Mas Hafner não me deixou mais. Ele quis ser apresentado à
filhinha.
E eu percebo somente agora que não sabia nada dele, nem mesmo seu
nome. Ele em seguida se apresenta: — Rodolphe Hafner, estrangeiro. — Ele não me
disse mais nada. Não me surpreendi pois sempre achei
burlesco o costume dos homens que minuciosamente nos informam da ocupação da
qual eles são escravos, e do leito no qual, outrora, seu pai deitou sua mãe
sobre o dorso. Como se eles tivessem ali algo do que se glorificar.
Nós comemos caranguejos juntos, no Chez Mers,
conhecem? A cervejaria do bairro inglês. E eu o ouvi conversar pela primeira
vez. Sua conversa era de um charme inexprimível. Não a loucura artificiosa dos
espirituosos, nem as frases desenvolvidas e substanciais dos profundos. Não,
mas de uma graça, uma ligeireza, uma poesia de sonho, com isso ou aquilo, ao
acaso das ideias, um paradoxo desconcertante, uma verdade sublime e nova, uma
crueza inesperada e aceitável, e, a cada ângulo do pensamento, o incomum e o
indecifrável, o mais além. A conversa de um fantasma que seria poeta, filosofo e homem.

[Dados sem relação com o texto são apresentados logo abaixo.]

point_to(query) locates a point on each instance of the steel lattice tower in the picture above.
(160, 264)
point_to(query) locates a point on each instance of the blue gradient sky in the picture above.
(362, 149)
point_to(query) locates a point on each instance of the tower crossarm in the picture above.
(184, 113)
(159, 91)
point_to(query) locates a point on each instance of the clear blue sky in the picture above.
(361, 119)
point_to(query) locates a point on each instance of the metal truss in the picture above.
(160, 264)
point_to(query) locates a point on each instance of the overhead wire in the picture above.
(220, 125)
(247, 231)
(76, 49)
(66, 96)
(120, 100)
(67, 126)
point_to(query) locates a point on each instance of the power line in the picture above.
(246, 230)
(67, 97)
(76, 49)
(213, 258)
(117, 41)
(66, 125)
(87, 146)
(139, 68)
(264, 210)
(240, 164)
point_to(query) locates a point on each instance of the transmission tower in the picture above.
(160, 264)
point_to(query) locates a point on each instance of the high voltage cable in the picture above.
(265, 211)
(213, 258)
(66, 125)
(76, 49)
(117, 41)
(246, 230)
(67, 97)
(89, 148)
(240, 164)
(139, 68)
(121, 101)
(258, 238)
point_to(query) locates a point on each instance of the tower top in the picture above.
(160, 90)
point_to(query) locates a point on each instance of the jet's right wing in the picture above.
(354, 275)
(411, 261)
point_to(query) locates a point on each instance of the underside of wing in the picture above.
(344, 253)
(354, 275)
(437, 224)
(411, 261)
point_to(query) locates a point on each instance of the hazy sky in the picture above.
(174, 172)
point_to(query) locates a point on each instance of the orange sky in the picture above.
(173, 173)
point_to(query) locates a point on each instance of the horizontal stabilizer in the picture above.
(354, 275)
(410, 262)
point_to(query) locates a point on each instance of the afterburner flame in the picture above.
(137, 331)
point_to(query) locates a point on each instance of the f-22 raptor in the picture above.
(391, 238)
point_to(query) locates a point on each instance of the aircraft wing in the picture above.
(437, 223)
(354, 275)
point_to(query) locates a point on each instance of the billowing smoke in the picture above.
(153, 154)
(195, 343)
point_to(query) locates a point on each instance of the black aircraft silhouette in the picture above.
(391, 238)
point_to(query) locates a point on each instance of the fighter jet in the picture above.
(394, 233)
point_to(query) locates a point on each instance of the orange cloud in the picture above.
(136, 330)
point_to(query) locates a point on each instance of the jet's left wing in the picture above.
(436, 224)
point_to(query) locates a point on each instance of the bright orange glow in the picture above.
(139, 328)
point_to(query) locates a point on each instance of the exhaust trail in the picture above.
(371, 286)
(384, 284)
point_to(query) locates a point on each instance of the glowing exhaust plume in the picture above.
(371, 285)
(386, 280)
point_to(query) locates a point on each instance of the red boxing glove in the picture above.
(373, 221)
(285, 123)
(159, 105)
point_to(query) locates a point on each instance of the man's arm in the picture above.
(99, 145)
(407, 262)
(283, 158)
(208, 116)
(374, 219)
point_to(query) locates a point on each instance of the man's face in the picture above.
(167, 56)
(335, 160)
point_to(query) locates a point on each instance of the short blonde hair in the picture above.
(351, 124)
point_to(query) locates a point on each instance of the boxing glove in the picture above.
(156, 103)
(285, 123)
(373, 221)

Aliás, eu não conseguiria dar a sensação
justa, e tudo isso que escrevi não se parece mais que uma careta de macaca ao
sorriso da Gioconda.
Quase imediatamente ele nos deixou, — eu digo quase imediatamente
porque isso se pareceu assim; na realidade, nós ficamos juntos até a noite.
Ele nos deixou para ir, diz ele: — fumar uma meia hora antes de
voltar para casa. — Ele jantaria na cidade.
— Em casa de quem? — Perguntei eu sem discrição e sem nem mesmo
pensar que isso não me dizia respeito.
— Em casa de Madame B., — disse ele sem hesitar. — Aquela que se
bateu há pouco.
E ele se foi, após me ter marcado um encontro para a noite. Desde
que ele partiu, constatei que miss Routh estava
amorosamente louca. Ela o via pela primeira vez e estava vivamente interessada.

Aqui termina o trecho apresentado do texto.